Kabul University is considered the “mother ship” of all public universities in Afghanistan. Decisions made in this senior institution ripple through the system. I sat down with a dozen journalism professors here, hearing their hopes for improvement and their frustrations over having so little to work with. For example, the professors have no projectors in their classes. That means no Power Point or video examples. The students have no computers or cameras to work with.
That means they “learn” about journalism — heavy on the theory — without putting their hands on the tools of the trade. A media center has been built to provide a working television studio, but for now it’s just a shell of the building. Technology is on the way, but for now it’s still just a promise.
After spending the morning at Kabul University, I went with journalism professor Jawida Ahmadi to Suboot News Agency, a 15-minute drive. Ahmadi founded the agency, whose motto is: “An effort to reflect truths.” In addition to a print edition, Suboot publishes on the Web.
Over a lunch of fried eggs, potatoes and yoghurt, Ahmadi said she’s especially interested in training female journalists; she began teaching young girls how to report in the Taliban era. For now, Ahmadi runs Suboot with money from the U.S. Embassy, Kabul, the same provider of the SJSU-Balkh-Herat grants. If Subhoot funding runs dry, Ahmadi does not know how she will afford rent or electricity, but she is determined to continue shaping young journalists.

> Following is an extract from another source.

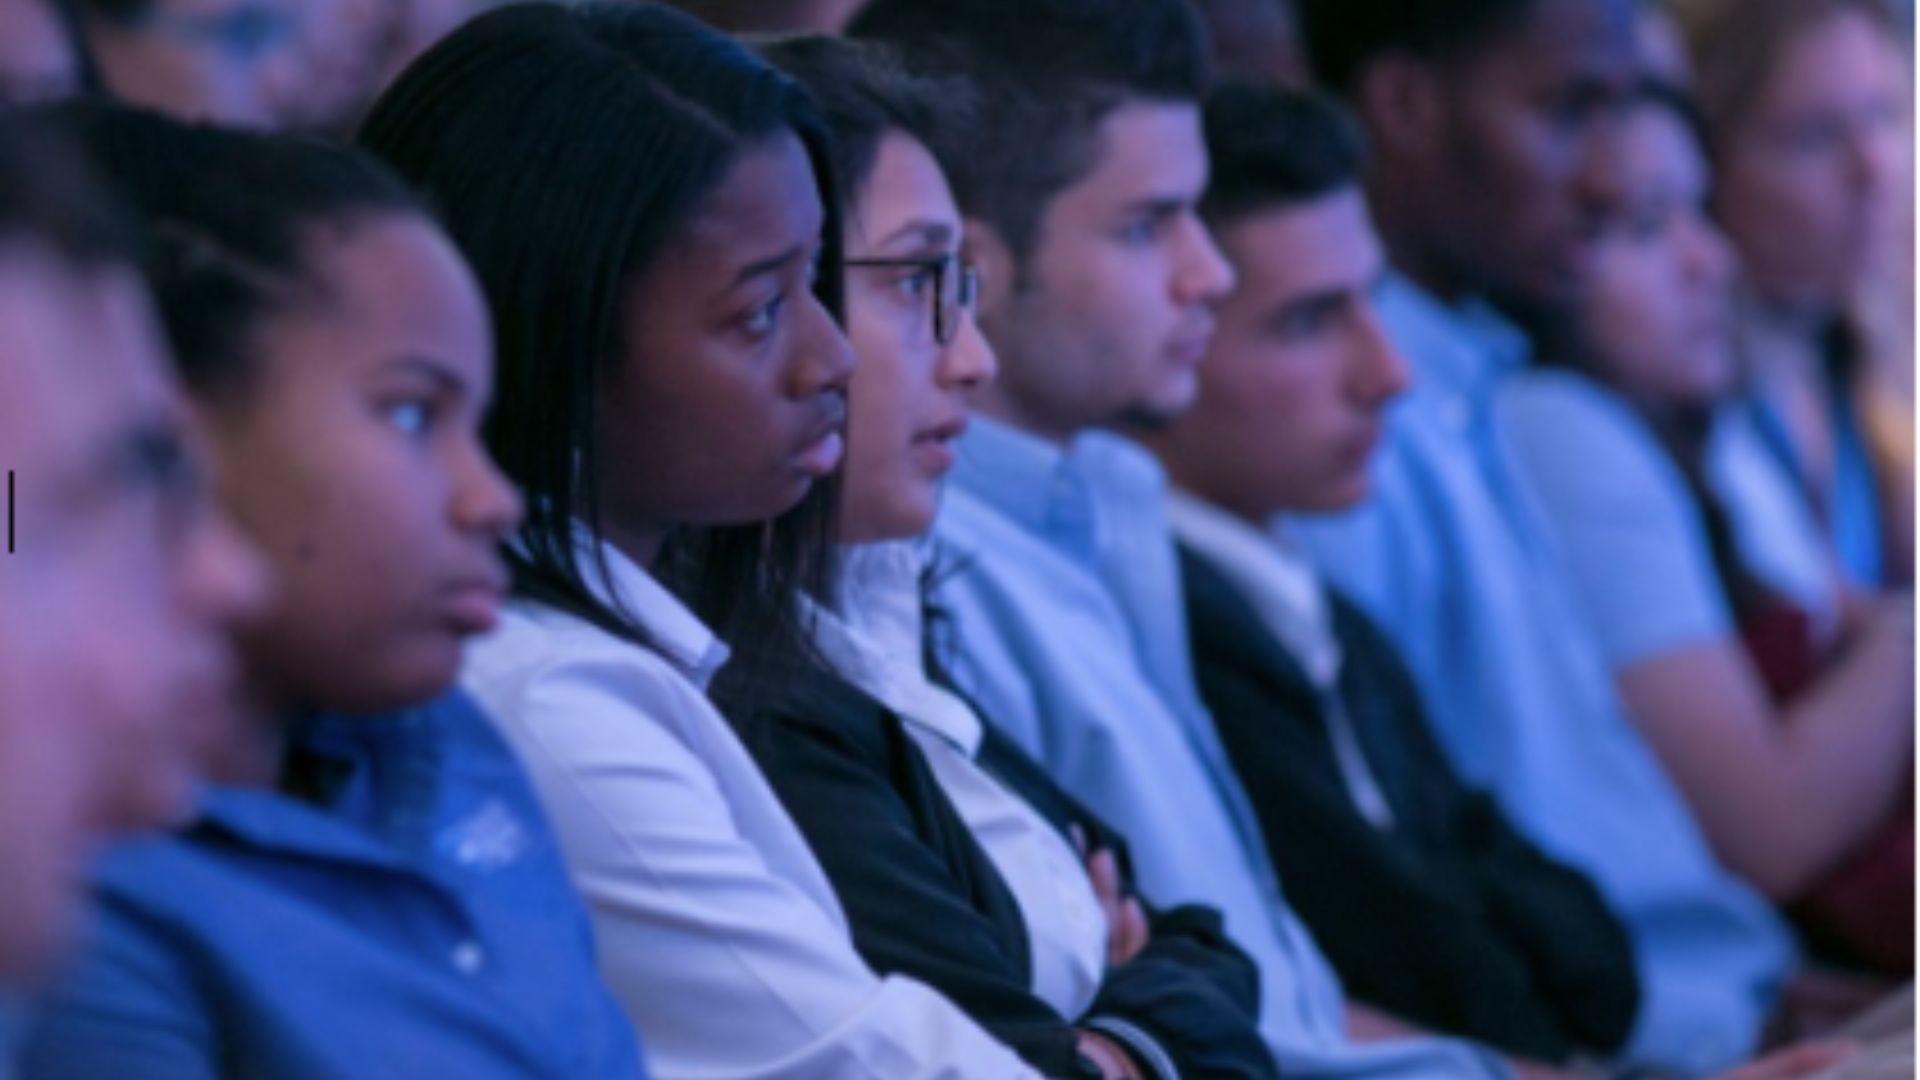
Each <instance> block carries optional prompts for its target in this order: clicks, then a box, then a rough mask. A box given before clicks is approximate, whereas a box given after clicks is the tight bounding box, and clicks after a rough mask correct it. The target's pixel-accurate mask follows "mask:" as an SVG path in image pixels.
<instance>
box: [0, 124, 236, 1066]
mask: <svg viewBox="0 0 1920 1080" xmlns="http://www.w3.org/2000/svg"><path fill="white" fill-rule="evenodd" d="M184 427H186V421H184V415H182V407H180V402H179V398H177V394H175V388H173V384H171V380H169V377H167V365H165V359H163V352H161V344H159V331H157V327H156V325H154V317H152V311H150V307H148V300H146V296H144V292H142V288H140V286H138V281H136V275H134V273H132V240H131V238H129V236H127V234H125V229H123V227H121V223H119V221H117V217H115V215H113V211H111V204H109V202H108V200H106V196H104V194H102V192H100V190H98V186H96V184H94V183H92V179H90V177H88V173H86V171H84V169H83V167H81V161H79V158H77V156H75V154H73V152H71V148H69V146H65V144H61V142H60V140H56V138H54V136H50V135H48V133H46V131H40V129H35V127H29V125H25V123H21V121H17V119H8V121H0V471H4V473H6V550H4V552H0V821H4V822H6V828H0V882H4V884H6V886H4V888H0V1007H4V1005H6V999H8V995H10V992H17V990H21V988H23V986H27V984H33V982H38V980H40V978H44V976H46V974H48V972H50V965H52V963H54V961H56V957H58V955H60V953H61V951H63V949H65V945H67V944H69V942H71V936H73V924H75V922H77V915H79V907H81V897H79V892H81V886H83V876H84V874H83V871H84V863H86V859H90V857H92V855H94V849H96V847H98V846H100V844H102V840H106V838H108V836H109V834H119V832H127V830H136V828H154V826H159V824H165V822H167V821H171V819H175V817H177V815H179V813H180V811H184V809H186V805H188V799H190V780H192V776H194V767H192V763H194V759H192V751H194V740H196V736H198V728H196V724H202V723H205V724H213V723H217V719H219V717H221V713H225V711H227V709H230V707H232V701H230V698H232V692H234V686H232V675H234V657H232V650H230V646H228V640H227V632H228V628H230V626H232V625H234V623H236V621H238V619H244V617H248V615H250V613H253V611H255V609H257V607H259V601H261V592H263V573H261V565H259V561H257V557H255V555H253V553H252V552H250V550H248V548H246V546H244V544H242V542H240V540H238V536H236V534H234V532H232V528H230V527H228V525H227V523H225V521H223V519H219V517H217V515H215V513H213V511H211V503H209V502H207V500H205V496H204V484H202V479H200V471H198V467H200V463H198V457H196V455H194V454H192V452H190V448H188V446H190V440H188V436H186V432H184ZM4 1026H6V1024H4V1022H0V1028H4ZM4 1042H6V1040H4V1030H0V1070H4V1063H6V1057H8V1055H6V1045H4Z"/></svg>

We at SJSU are devoting most of our grant toward training the Herat and Balkh professors, the vast majority of whom have nothing above a bachelor’s degree. We are also arranging internships for students to gain hands-on experience in Balkh and Herat. This trip to Afghanistan will likely be my last. The rest of the training will take place on safer ground; we will meet the Afghans in Dubai for a summer Journalism Academy the next three years. We will also host the professors at SJSU for eight weeks this fall and next spring. We’ll expose them to our student media, including the Spartan Daily, Access and Shift Magazines, Update News and Equal Time. We hope they will come away as true partners, not only as journalists, but as friends who keep their promises.